Independence Day

26 juin 2010, un début de week-end à graver dans l’Histoire de Madagascar, malgré le ton morose des débuts des festivités pour ce 50ème anniversaire et les couacs à répétition lors des premiers évènements d’animation, la population d’Antananarivo n’ont pas coupé à la traditionnelle veillée des « arendrina ». Bien que l’organisation ait été quelque peu spontanée dans certains quartiers de la ville, la grande tendance était la convergence vers Anosy ainsi que les hauteurs de la ville des milles afin d’apprécier les feux d’artifices offerts par le pouvoir en place. Une nouveauté, et pas des moindres, le spectacle de son et lumières projetées sur des jets d’eau, une grande première pour les malagasy qui ont savourés les prémices de l’excellence en matière de spectacle.
Il faut rendre à César ce qui est à César, force est de reconnaitre qu’en regroupant sous son giron des professionnels du spectacle, le président de la HAT, qui n’en est pas moins un pro lui aussi, a réussit un coup de poker digne de grand loueur : il a su bluffer toute la population et les fédérer autour d’une nuée de festivités, gratuites de surcroit, faisant oublier pour quelques jours les différents et les bisbilles qui divisaient encore auparavant, et qui reprendront surement une fois les fêtes passées.
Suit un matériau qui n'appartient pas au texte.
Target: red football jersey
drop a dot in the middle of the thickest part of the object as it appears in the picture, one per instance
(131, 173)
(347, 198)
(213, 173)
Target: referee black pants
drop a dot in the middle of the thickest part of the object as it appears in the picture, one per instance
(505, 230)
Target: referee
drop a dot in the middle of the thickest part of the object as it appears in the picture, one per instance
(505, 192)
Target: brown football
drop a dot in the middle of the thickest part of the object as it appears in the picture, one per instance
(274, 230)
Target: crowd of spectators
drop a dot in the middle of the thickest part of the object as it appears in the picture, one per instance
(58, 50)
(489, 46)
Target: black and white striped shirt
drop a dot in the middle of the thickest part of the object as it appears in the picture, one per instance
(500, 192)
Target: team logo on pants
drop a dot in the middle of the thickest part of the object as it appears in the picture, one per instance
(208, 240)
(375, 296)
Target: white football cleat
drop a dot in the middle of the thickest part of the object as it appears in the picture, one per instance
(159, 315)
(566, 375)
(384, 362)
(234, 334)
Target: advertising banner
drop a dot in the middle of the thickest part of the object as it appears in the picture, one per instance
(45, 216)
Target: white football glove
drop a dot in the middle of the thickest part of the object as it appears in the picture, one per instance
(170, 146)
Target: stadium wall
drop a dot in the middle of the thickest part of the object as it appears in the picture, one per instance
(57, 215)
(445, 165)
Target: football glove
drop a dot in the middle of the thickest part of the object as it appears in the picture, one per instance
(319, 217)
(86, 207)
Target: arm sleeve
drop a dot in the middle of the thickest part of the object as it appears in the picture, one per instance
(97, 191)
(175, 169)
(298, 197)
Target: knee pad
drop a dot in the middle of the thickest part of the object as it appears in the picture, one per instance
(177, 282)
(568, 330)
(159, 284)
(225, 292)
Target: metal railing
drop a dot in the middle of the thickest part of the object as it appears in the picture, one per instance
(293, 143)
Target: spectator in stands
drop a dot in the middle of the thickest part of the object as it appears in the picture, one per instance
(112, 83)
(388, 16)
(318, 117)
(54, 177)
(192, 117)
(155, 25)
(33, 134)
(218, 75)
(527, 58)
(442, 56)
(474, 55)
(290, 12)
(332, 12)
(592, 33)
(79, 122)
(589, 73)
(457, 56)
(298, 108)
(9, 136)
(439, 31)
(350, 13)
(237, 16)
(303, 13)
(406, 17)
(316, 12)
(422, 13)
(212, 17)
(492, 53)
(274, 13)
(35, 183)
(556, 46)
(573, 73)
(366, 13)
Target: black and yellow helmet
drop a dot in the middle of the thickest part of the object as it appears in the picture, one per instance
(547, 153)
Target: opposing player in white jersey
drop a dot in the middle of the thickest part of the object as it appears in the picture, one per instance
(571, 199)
Un coup de maître en somme pour un bref instant malheureusement, car on n’est pas près de sortir de l’auberge avec les tergiversations concernant le respect probable du calendrier électoral proposé, ni de la nature même des futures élections à venir tant la confusion plane tant dans le camp de la HAT que des ses sympathisants, autant ne pas parler de leurs opposants qui auront des avis diamétralement opposés à tout ce qui pourraient être avancées.
En tout cas, cette commémoration du 26 juin, pour l’année 2010, verra pas mal de pratiques bousculées, ne serait-ce que dans l’utilisation des traditionnels lampions « arendrina » qui ont été supplantées par ceux d’origine chinoise. Un choix des ménages qui veulent jouer dans la durée ? Ou carrément un revirement à 180° pour se tourner l’est, l’Asie et ses décorations festives autrement plus colorées et nettement économiques.
Un revirement à 180° avec le costume du numéro 1 de la HAT, lors du discours de présentation de vœux télévisée, abandonnant le costume-cravate occidental pour endosser une « tunique » quasi-militaire avec des galons aux manches, un bref clin d’œil à un costume de scène d’un artiste malagasy, Njakatiana, dans le temps.
Innovation dans la manière de faire la revue des troupes, par le président de la HAT, tout le long du lac Anosy, précédant l’inauguration d’une stèle pour ce cinquantenaire qui fut littéralement accaparée par les forces armées.
Une année charnière, à coup sur, avec l’unanimité ou non des nationaux et de la communauté internationale, ailleurs une transition de plus d’une dizaine d’années s’est déjà vu, alors, résignation ou indignation ? Quid de la bonne attitude à adopter, avec la réactivité mollassonne propre à la population malagasy ?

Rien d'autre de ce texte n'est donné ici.